What regulators expect on independence and objectivity
Supervisors are far more interested in the substance of independent assurance than in its label. Across the EBA's guidelines and the expectations of national supervisors such as De Nederlandsche Bank, several themes are consistent:
- There must be an independent audit of the AML framework, proportionate to the nature, scale and complexity of the firm.
- The function performing it must be operationally independent of the areas it reviews and have direct access to the management body.
- The work must be risk-based, covering the business-wide risk assessment (the SIRA in the Netherlands), policies, controls and their practical effectiveness, not just their existence.

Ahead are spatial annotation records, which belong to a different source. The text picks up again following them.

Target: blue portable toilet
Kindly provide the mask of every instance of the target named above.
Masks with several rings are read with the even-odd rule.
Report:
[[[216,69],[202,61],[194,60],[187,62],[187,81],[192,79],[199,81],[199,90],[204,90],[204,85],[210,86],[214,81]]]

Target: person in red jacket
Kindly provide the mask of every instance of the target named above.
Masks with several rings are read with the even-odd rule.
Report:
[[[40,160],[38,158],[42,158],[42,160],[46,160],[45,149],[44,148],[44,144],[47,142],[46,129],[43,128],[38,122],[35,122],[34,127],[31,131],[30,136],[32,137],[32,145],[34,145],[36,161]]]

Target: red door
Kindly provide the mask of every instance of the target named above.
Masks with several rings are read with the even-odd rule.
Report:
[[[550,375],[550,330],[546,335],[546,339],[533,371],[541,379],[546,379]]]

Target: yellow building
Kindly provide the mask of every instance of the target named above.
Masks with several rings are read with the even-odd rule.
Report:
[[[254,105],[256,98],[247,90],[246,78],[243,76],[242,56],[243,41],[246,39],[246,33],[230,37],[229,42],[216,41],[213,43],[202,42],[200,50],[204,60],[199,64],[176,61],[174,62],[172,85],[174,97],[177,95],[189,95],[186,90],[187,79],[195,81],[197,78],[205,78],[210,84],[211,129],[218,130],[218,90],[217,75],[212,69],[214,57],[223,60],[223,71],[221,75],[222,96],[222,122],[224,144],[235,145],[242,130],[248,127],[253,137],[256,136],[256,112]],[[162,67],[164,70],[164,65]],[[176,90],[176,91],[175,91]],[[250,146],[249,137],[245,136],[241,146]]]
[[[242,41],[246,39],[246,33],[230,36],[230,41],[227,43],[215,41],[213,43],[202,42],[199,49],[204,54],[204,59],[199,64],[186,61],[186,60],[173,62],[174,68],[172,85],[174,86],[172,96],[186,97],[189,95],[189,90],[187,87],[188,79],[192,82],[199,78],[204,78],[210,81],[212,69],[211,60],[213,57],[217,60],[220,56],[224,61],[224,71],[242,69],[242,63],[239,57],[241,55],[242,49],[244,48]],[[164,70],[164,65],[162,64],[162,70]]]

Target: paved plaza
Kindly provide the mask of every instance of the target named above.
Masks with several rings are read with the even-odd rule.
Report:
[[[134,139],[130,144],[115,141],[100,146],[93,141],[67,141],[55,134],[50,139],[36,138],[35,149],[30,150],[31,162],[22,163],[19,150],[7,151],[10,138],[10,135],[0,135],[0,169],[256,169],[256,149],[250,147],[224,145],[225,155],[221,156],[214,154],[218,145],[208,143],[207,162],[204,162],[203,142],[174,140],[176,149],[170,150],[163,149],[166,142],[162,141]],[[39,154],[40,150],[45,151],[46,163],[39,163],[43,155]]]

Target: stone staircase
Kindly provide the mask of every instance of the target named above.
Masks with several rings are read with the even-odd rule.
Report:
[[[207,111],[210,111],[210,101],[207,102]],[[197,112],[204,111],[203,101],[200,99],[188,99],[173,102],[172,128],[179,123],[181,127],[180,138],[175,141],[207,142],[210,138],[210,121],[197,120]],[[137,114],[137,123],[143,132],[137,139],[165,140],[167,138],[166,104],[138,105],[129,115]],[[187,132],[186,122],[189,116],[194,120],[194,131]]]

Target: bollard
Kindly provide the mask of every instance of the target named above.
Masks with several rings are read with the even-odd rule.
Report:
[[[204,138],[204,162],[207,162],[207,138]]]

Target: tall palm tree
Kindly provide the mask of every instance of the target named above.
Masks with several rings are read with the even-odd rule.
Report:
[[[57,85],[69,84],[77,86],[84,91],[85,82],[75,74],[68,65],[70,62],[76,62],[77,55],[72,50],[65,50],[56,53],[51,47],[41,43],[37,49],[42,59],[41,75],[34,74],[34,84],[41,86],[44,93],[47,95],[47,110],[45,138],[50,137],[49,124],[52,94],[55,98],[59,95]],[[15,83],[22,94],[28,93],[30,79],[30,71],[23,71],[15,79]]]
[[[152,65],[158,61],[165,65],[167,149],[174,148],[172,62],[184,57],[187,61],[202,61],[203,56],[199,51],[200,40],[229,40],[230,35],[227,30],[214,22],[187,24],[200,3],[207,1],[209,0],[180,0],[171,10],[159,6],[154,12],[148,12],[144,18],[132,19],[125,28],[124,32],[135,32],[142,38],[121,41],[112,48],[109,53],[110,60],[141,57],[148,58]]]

- Findings must be reported, tracked and remediated, with the board or audit committee sighted on the results.
The EU AML package reinforces this direction. The AMLR builds a single rulebook of obligations applying from 10 July 2027, and from 2028 the new EU authority, AMLA, begins directly supervising selected high-risk cross-border firms. Independent, evidence-led assurance over the AML framework is exactly what such supervision rewards, whoever delivers it.

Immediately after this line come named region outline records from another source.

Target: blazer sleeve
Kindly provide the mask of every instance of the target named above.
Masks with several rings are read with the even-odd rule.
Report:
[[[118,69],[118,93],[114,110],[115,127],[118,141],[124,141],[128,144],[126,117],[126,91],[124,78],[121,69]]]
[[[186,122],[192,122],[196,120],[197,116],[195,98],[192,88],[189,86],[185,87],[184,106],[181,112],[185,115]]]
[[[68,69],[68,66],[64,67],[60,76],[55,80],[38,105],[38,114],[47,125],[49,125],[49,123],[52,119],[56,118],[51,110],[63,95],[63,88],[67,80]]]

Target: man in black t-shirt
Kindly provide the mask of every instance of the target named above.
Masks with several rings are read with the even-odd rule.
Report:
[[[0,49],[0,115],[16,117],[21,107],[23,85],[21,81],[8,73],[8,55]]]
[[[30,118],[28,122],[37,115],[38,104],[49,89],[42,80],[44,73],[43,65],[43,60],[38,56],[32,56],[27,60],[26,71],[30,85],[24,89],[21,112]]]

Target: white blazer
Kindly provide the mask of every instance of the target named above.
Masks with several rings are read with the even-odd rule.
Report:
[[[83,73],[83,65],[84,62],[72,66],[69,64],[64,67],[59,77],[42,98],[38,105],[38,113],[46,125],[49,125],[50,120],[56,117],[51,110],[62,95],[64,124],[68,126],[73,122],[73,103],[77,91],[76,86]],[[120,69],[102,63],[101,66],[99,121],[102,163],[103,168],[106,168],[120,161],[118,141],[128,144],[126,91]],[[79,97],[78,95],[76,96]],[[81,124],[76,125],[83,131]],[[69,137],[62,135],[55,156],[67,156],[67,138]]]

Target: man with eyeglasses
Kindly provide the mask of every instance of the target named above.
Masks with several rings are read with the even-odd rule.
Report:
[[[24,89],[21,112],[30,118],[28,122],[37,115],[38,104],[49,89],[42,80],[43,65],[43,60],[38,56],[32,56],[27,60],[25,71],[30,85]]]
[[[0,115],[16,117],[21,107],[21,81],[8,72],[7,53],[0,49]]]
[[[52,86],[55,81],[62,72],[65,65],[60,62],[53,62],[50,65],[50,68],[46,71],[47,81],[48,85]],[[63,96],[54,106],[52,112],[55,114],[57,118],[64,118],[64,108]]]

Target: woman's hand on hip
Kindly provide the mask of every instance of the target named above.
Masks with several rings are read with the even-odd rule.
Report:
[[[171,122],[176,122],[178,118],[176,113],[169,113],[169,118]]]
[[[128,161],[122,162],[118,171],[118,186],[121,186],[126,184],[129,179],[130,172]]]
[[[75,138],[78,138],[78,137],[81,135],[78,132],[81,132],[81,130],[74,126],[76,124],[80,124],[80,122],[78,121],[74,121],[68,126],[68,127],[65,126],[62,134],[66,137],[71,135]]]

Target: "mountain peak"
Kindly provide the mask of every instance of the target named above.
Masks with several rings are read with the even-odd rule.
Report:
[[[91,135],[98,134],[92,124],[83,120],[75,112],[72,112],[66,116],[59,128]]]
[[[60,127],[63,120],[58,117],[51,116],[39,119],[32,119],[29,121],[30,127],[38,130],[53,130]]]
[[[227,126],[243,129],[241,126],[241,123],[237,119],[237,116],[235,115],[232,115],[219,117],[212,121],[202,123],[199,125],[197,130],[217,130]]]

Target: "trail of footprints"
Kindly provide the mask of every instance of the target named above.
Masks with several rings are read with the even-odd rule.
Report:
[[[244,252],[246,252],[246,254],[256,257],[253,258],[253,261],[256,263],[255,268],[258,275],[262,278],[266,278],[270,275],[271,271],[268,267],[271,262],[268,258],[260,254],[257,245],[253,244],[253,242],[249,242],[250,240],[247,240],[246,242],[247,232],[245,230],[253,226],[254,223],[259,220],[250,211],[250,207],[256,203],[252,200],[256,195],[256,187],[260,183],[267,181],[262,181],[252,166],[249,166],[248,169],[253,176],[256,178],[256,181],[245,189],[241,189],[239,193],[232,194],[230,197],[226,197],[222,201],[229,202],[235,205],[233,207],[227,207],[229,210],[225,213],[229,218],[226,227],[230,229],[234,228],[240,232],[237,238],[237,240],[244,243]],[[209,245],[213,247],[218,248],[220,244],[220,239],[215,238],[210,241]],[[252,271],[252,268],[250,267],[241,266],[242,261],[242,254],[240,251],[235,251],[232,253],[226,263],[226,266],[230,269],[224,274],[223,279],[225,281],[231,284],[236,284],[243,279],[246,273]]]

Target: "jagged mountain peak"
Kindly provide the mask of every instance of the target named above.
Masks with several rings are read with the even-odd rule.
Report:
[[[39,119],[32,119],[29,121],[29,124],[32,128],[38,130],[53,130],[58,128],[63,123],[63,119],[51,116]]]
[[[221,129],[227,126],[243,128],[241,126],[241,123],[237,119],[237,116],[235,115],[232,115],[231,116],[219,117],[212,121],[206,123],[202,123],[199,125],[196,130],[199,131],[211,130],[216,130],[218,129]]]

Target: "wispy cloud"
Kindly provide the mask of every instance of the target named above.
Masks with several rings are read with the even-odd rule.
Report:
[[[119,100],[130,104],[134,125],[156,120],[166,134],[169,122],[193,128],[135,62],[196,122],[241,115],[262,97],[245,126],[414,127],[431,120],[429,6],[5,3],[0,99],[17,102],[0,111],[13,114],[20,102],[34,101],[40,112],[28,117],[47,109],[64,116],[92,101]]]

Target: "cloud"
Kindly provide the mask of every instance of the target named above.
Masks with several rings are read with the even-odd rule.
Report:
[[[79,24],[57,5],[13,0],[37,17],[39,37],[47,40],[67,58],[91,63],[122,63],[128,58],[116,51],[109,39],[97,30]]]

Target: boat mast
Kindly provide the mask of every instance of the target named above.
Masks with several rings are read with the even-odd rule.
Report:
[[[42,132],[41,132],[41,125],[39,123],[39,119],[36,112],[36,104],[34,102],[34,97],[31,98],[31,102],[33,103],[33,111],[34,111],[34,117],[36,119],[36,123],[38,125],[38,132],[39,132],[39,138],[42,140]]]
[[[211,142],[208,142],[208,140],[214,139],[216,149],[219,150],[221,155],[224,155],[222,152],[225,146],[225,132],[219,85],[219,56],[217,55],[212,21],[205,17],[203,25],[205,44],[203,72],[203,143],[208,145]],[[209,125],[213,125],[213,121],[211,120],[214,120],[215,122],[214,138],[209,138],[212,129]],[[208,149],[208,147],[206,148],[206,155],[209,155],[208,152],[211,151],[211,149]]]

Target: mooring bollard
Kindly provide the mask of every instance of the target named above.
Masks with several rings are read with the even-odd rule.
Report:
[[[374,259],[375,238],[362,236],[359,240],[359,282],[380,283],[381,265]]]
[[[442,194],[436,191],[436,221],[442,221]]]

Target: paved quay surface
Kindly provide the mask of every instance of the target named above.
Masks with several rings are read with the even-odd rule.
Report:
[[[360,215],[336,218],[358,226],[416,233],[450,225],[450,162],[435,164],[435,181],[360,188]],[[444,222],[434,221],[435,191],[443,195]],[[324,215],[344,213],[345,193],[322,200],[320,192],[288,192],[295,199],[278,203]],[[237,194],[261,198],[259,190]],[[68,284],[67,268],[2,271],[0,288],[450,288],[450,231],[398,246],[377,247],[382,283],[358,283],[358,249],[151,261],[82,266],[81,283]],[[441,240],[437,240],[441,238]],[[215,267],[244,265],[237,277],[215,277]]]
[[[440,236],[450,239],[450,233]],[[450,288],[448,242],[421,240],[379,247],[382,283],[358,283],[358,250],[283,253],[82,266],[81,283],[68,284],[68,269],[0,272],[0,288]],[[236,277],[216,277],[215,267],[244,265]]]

Co-sourcing and outsourcing for smaller firms
Smaller firms often feel caught between an obligation they cannot avoid and resources they do not have. There are two practical middle paths:
- Co-sourcing. The firm keeps ownership of the audit plan and runs the function, but brings in external specialists for the parts that need depth or extra hands. This blends institutional knowledge with niche expertise and tends to transfer skills into the team over time.
- Outsourcing. The whole third-line AML review is delegated to an external provider. This can be the only realistic route for very small firms, but it does not transfer accountability. The board still owns the risk, must approve the scope, and must act on what the review finds.
Whichever route you take, the independence test is unchanged. The provider must not audit work it helped design, must report objectively, and must be free to disagree with management. A useful discipline is to document, before the work begins, how independence is preserved and to whom the findings will be reported.
The principle that survives the choice
Internal and external AML audit are not rivals so much as different ways of meeting the same standard. A well-resourced, structurally independent in-house function and a competent, conflict-free external reviewer can each give a board genuine assurance. The model that fails is the one that looks like assurance but is not: a review by people too close to the controls, too junior to challenge them, or too constrained to report what they find. Get the independence, objectivity and expertise right, and the question of internal versus independent becomes a matter of resourcing rather than credibility.
Key takeaways
- The third line provides independent assurance over the AML framework; its value depends on genuine independence and objectivity, not on whether the auditor is internal or external.
- An in-house internal audit function works well at scale, with structural independence from the areas it reviews and real financial crime expertise.
- External independence adds value where capacity is short, specialist skills are needed, or freedom from internal conflicts matters.
- Co-sourcing blends in-house ownership with external specialists; outsourcing suits very small firms but never transfers the board's accountability.
- Regulators, including the EBA, DNB and the incoming AMLA regime, expect risk-based, operationally independent assurance with direct access to the management body.